What would be the one piece of advice you would give to an aspiring social innovator, a member of the Social Innovation Academy, with only two things at the moment: a big heart and a willingness to do something?

Do not give up (laughs). Never give up. Never. When people tell you ‘this is no good, it will not work’, if you believe it will work, then never give up. That’s the message I want to give you. Always believe, but do not be stubborn. When we are sure, when we are aligned, when we realise scientifically there is an impact, sometimes people do not understand at first, but if ideas make sense, sometimes it is not people’s fault, maybe you didn’t explain it well, maybe you didn’t communicate it well. And I’ve spent years not communicating well. It was an inner learning process. Do not give up, because if we give up, with the first ‘no’ we will never make it…. The first ‘yes’ comes on the thousandth time (laughs).

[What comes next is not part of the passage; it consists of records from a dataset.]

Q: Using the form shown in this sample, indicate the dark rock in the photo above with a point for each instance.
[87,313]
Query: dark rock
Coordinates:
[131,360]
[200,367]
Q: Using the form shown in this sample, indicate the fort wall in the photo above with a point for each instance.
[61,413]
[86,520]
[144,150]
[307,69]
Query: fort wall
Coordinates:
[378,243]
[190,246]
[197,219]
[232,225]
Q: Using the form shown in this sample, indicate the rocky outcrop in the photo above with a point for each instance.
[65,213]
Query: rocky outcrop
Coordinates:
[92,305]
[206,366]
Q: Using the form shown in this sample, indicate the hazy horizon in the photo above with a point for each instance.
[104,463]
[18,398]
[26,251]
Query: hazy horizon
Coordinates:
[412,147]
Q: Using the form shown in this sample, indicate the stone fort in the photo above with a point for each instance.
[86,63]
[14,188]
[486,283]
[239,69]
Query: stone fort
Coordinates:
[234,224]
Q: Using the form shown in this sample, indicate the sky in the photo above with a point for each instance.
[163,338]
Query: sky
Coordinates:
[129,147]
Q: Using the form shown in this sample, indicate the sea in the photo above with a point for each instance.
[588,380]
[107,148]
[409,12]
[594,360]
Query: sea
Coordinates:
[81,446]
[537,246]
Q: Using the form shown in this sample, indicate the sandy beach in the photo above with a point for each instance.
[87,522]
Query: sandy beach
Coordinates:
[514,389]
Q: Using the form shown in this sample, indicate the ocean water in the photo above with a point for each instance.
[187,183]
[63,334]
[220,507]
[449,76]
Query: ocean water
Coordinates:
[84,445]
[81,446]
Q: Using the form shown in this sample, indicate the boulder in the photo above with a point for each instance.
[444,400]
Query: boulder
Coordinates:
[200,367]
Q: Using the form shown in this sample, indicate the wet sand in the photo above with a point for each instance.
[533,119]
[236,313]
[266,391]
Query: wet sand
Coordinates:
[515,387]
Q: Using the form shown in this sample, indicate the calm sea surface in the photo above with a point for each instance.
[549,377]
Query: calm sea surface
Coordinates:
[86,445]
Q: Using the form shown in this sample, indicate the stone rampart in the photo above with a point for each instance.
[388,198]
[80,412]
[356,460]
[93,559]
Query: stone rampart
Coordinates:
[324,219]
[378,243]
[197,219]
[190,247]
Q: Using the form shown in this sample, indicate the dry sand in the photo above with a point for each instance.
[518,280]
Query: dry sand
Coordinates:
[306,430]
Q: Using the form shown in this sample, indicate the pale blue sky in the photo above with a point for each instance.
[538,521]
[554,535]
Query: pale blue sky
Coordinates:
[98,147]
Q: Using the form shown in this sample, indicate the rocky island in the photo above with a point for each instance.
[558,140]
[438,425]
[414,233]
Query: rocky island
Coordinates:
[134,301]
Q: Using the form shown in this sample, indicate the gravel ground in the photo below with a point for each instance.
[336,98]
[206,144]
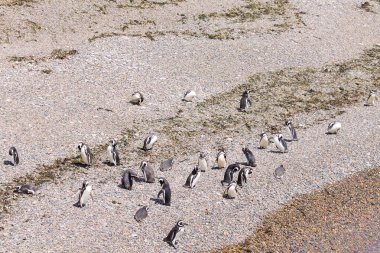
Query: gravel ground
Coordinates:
[49,105]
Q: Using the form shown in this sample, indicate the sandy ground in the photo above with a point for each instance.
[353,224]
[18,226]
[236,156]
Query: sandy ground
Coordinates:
[51,104]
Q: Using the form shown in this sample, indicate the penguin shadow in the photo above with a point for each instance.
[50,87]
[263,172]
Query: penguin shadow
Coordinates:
[158,201]
[7,162]
[81,165]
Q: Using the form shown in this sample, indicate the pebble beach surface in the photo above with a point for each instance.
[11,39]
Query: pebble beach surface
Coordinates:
[52,100]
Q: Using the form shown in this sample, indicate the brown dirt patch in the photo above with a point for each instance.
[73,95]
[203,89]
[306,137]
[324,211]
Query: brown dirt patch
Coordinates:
[344,217]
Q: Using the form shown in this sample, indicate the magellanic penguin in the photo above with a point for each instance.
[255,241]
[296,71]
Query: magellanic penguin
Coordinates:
[167,164]
[245,101]
[221,159]
[251,161]
[229,173]
[137,98]
[149,142]
[193,177]
[371,98]
[189,96]
[148,172]
[333,127]
[85,153]
[165,191]
[26,189]
[291,130]
[279,172]
[174,233]
[243,175]
[280,143]
[264,141]
[127,179]
[202,162]
[13,152]
[231,191]
[84,193]
[113,154]
[141,214]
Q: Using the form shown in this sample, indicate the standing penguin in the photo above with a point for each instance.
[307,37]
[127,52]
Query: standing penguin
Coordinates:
[243,175]
[229,173]
[202,162]
[167,164]
[371,98]
[127,179]
[174,233]
[149,142]
[84,193]
[137,98]
[264,141]
[13,152]
[333,127]
[231,191]
[291,130]
[221,159]
[165,191]
[280,143]
[245,101]
[148,172]
[250,157]
[85,153]
[189,96]
[141,214]
[193,177]
[113,154]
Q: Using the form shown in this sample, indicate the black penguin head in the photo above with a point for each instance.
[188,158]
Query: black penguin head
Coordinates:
[162,181]
[12,150]
[181,223]
[143,165]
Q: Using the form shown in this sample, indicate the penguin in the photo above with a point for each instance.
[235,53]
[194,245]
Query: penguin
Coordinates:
[174,233]
[84,193]
[167,164]
[141,214]
[127,179]
[26,189]
[229,173]
[13,152]
[280,143]
[371,98]
[279,172]
[245,101]
[113,154]
[231,191]
[148,172]
[250,157]
[149,142]
[85,153]
[333,127]
[189,96]
[202,163]
[193,177]
[243,174]
[291,130]
[137,98]
[264,141]
[165,191]
[221,159]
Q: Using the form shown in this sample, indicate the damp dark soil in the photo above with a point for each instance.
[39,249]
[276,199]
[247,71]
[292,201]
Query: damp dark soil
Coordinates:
[343,217]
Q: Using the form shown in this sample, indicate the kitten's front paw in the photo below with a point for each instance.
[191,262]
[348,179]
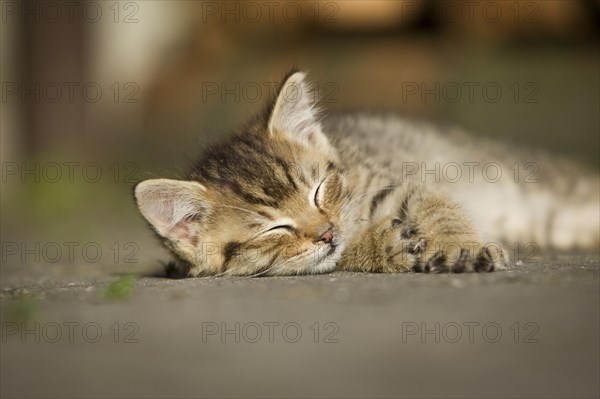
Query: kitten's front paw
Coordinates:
[458,253]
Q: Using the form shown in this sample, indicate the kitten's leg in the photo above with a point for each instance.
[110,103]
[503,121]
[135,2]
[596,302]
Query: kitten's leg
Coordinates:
[429,233]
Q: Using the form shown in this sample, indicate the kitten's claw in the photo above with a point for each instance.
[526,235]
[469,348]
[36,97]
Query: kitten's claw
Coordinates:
[437,263]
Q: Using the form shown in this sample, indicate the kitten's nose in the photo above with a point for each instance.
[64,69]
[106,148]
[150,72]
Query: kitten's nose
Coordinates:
[326,237]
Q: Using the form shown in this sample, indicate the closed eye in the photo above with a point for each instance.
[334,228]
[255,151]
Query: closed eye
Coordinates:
[285,227]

Interviewed by Luísa Bernardes

Luísa Bernardes. I work for EMPIS within the Portugal Social Innovation Initiative, which aims to promote social innovation and social entrepreneurship in Portugal by supporting innovative projects using EU funds. I’m part of the evaluation and monitoring team. I’m a mentor in Copernicus Accelerator – a project of the European Commission’s DG Growth, part of the Copernicus Start-up Programme, which is designed to accompany start-ups from the generation of a business idea to its full commercialisation. I am also an Advisor to Social Innovation Academy.

I’ve worked in Enterprise Europe Network and other European networks for 18 years, helping businesses to innovate and grow on an international scale. I am a proud member of Toastmasters International, the world leader in communication and leadership development. I hold a degree in International Relations from the University of Minho and a specialisation in European Studies from the University of Coimbra.